'Israel settles olim, but not Gush Katif evacuees'

Ashkelon Regional Council head explains how Israel still hasn't fulfilled its promise to take care of former Gush Katif residents.

Benny Tocker ,

Neve Dekalin, Gush Katif (July 2005)
Neve Dekalin, Gush Katif (July 2005)
Nati Shohat/Flash 90

Yair Farjun, the head of the Ashkelon Beach Regional Council, has revealed the sad reality of the families evacuated from Gush Katif to senior members of the Hemed religious education administration.

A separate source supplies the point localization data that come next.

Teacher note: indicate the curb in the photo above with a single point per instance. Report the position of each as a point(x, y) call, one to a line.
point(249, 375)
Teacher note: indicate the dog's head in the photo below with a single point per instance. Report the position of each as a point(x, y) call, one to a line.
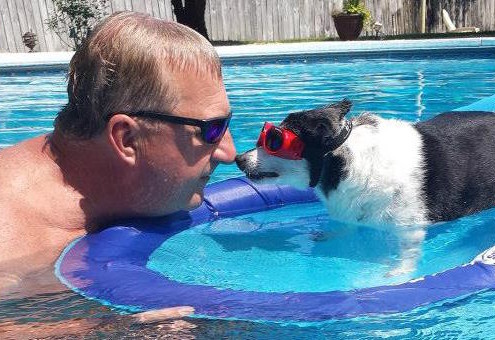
point(321, 131)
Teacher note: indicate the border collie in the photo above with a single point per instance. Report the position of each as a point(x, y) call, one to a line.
point(383, 172)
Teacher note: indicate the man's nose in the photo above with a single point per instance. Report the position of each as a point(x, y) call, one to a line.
point(225, 152)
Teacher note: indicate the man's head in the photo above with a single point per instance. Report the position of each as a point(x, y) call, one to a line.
point(133, 63)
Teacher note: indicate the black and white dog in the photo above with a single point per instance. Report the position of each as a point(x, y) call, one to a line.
point(383, 172)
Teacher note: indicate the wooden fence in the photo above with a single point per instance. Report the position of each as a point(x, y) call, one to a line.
point(254, 20)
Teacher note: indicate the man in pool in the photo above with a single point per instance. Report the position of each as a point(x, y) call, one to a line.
point(145, 126)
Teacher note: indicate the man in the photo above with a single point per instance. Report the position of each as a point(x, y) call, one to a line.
point(144, 128)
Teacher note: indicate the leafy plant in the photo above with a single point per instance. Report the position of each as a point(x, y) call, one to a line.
point(357, 7)
point(75, 19)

Farjun told Arutz Sheva that it's important for the Israeli education system to deal with the big question of why the state did not uphold its promises. "It's really a sad and fascinating story. The State of Israel has managed to build hundreds of communities since it was created. Now, 11 years after the evacuation, the State of Israel has not truly rehabilitated all of those it evacuated.

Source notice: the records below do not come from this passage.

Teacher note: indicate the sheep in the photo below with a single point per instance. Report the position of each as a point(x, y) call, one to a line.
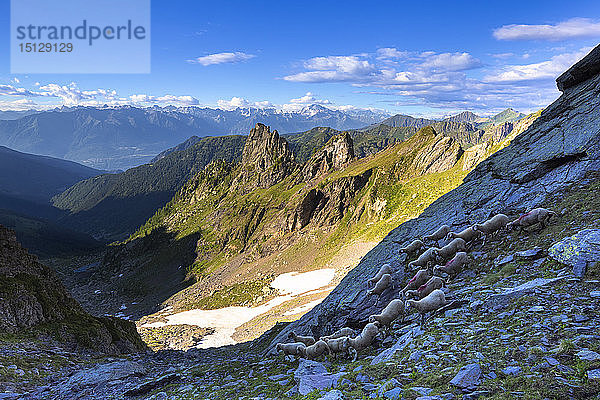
point(437, 235)
point(385, 269)
point(340, 333)
point(424, 290)
point(315, 351)
point(307, 340)
point(290, 349)
point(413, 247)
point(424, 259)
point(467, 235)
point(381, 285)
point(420, 278)
point(391, 312)
point(339, 345)
point(364, 340)
point(497, 222)
point(453, 266)
point(537, 215)
point(431, 302)
point(449, 250)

"They need to fulfill their promise but, sadly, the temporary residences are still standing. Neve Dekalim's school was only built after eight years. On one hand there is action, but on the other there are the temporary residences and only ten percent of the people, at most, have returned to farming."

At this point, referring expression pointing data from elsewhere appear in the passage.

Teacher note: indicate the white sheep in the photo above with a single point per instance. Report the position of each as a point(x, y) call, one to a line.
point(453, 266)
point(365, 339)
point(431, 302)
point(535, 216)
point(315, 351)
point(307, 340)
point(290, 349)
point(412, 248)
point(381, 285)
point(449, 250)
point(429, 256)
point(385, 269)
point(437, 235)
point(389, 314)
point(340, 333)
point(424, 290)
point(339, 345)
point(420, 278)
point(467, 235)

He explained that the education system should deal with the sad reality. "There are many people who, since the evacuation, have not returned to the workforce. And there are 30 to 40 percent who didn't return to work and are now already 65 years old. They haven't been working for ten years. I recently realized that we, as a state, know how to settle olim hadashim who voluntarily came to the Jordan Valley, the Negev or Judea and Samaria, but the State doesn't know how to settle the people who were evacuated."

Farjun praised the religious education system. "Once a year there is the Gush Katif heritage day, and I always see which schools participate. It's fascinating to see that only the religious schools, plus a few that aren't in the Hemed system who come out of curiosity or in order to know what to say when they are asked questions."